We should realize that the Korean extended family is a unique and precious cultural heritage that has shaped and sustained our Korean identity over millennia.

Dr. Hyun Jin P. Moon, Korean Dream: A Vision for a Unified Korea

A report in 2014 by the Pew Research center reported an increase of nearly 2 million people a year living with multiple generations in the United States during the 2007-2010 recession. More interestingly, the study revealed that the recession caused only a minor spike in an already steady growth of multigenerational living.

The nuclear family model, where a household consists of parents and their unwed children is a relatively recent phenomenon. It was only largely after WWII that it became the norm in the United States, and it is one that is currently experiencing a reversal as many are opting for multi-generational living configurations. What is more, while the nuclear family model appears to be prevalent in some developed nations, the norm in much of the world continues to be multigenerational, extended family type units.
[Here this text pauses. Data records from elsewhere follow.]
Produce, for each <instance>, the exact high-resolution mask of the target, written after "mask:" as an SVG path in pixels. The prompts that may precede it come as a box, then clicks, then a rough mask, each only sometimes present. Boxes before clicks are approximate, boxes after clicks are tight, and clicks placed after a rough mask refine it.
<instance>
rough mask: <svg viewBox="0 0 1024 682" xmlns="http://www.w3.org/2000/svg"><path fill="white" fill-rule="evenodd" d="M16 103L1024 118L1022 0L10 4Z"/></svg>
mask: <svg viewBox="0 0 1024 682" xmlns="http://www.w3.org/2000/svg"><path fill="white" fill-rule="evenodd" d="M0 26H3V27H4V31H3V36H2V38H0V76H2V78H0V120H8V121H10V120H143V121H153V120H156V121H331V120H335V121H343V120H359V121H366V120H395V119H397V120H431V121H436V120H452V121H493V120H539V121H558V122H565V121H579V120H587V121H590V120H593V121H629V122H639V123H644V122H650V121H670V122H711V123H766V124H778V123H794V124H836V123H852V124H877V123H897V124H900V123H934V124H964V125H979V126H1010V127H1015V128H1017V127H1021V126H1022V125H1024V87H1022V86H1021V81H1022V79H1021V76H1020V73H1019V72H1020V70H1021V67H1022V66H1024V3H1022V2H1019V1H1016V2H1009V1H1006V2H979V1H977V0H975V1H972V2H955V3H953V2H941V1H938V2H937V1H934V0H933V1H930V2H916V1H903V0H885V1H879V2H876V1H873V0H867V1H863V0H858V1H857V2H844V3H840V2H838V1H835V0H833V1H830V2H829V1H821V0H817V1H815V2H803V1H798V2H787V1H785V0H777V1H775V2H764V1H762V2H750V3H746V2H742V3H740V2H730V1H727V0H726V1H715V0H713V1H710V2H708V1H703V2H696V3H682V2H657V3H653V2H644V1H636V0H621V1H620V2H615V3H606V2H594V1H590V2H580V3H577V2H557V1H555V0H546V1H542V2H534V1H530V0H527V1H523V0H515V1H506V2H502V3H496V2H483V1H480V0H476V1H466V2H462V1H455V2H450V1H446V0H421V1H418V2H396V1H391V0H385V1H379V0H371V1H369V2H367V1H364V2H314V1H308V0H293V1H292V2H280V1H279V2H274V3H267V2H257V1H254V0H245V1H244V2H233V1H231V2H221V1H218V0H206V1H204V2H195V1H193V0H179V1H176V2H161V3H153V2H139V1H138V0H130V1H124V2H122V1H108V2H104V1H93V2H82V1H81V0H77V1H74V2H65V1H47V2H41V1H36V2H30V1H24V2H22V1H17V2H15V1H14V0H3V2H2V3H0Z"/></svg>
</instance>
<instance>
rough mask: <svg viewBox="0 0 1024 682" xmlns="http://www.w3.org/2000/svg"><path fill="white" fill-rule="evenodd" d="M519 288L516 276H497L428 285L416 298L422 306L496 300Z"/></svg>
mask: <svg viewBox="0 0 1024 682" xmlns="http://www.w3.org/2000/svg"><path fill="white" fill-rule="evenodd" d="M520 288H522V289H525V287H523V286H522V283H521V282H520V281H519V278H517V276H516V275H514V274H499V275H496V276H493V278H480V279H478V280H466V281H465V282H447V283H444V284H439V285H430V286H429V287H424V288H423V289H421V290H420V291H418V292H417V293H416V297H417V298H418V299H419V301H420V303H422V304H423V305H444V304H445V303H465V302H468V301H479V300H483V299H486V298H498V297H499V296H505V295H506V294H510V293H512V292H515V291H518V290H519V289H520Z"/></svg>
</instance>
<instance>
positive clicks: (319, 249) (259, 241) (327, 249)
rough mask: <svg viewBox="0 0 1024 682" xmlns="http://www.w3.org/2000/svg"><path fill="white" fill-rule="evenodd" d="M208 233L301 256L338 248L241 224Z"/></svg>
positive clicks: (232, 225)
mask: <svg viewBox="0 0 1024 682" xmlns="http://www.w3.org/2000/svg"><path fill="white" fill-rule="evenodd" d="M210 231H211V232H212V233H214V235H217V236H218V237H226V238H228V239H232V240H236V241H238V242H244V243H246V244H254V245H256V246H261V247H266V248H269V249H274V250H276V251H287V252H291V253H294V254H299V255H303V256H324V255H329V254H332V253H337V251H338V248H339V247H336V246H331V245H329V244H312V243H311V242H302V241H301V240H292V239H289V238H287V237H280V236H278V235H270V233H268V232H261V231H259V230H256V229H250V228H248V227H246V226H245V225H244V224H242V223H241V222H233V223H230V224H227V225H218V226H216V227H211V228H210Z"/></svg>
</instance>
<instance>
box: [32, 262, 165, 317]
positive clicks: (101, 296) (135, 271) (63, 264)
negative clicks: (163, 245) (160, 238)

There are many benefits to the extended family model. In his book, Korean Dream: A Vision for a Unified Korea, Dr. Moon points out some of these in his exploration of the traditional Korean extended family model. Here are four:

 

1. A Rich Web of Meaningful Relationships


An extended family includes aunts, uncles, cousins, grandparents, parents and siblings, a rich web that includes a range of generations, genders and personalities. This model has multiple benefits for everyone involved. It is an ideal place for a person to learn good values and to cultivate virtues such as respect, cooperation, self-sacrifice, sincerity, hard work, pursuit of excellence and responsibility. Passing down these values from one generation to the next happens primarily in the family and is key to successfully raising responsible, engaged citizens who strengthen the communities and societies that encircle them. What’s more, teaching respect for diversity first within the family enables each person to extend out respect and care for others in spite any and all differences.

2. Interconnected Generations


In the extended family, generations and families remain connected to each other. This connection through time provides multiple benefits. The relationships between grandparents, parents and children form the thread that connects a person to their heritage and offers a foundation for personal identity, providing a sense of pride and purpose tied to the larger whole. This sense of history and connection has also been shown to make children more resilient, able to overcome hardships in ways that hold valuable lessons for what we now call “fragile families” or “vulnerable populations.” This intergenerational connection allows families to make progress with every generation, not just economically, but in wisdom and tradition, gleaning from the mistakes and successes of previous generations to build for the happiness of succeeding generations.

3. Physical, Psychological and Emotional Well-Being


There have been a number of scientific studies that show that connectedness and relationships have a direct impact on the physical, psychological and emotional well-being of a person. The extended family and all its varied relationships are lasting. Trusted adults in an extended family are willing to remain connected and even when tested, such relationships can provide a strong sense of connectedness and belonging. A family can also provide the care and intervention sometimes needed to manage or cure illness and disorders.

4. Social Safety Net


The family is the most natural place to meet the needs of each of its members through the continuum of life in a loving and caring environment. From housing to childcare, chauffeuring, cooking and cleaning, physical and mental health care, education, loans, investing, and passing on important wisdom, the extended family can provide a social safety net that considers the entire person: their spiritual, emotional and physical needs, and various special circumstances. The extended family is a natural hub that can seek out the necessary professional expertise needed to care for each person in a way that government policy can only try to emulate.

It has been a little more than 70 years since the United States began its experiment with the nuclear family model; and one expert is calling for a re-evaluation of its applicability in today’s demographic landscape. It might be a good time to circle back to the extended family model and explore all it has to offer, both to the family unit and society as a whole. It may require rethinking things as mundane as zoning laws or housing programs and educational policies with a commitment to strengthening the (extended) family as a unit.

Even beyond all the benefits that the extended family has to offer to its constituent members, it is in the constantly expanding, multi-generational, dynamic extended family that we might also learn the practical lessons of how to then bring even strangers in to our definition of family. The extended family draws together through marriage and birth people who were once separate into a new, larger, ever-changing configuration of family. The realization that even strangers can become part of your family can sow the seeds of peace and inspire exciting new pathways to create shared prosperity.

The extended family becomes a stepping stone that can bridge our current realities with the vision of “One Family Under God.” In an incredibly practical way, our families can become the place where we actually imagine and bring to life a society that lives, works and loves as One Family Under God, one family at a time.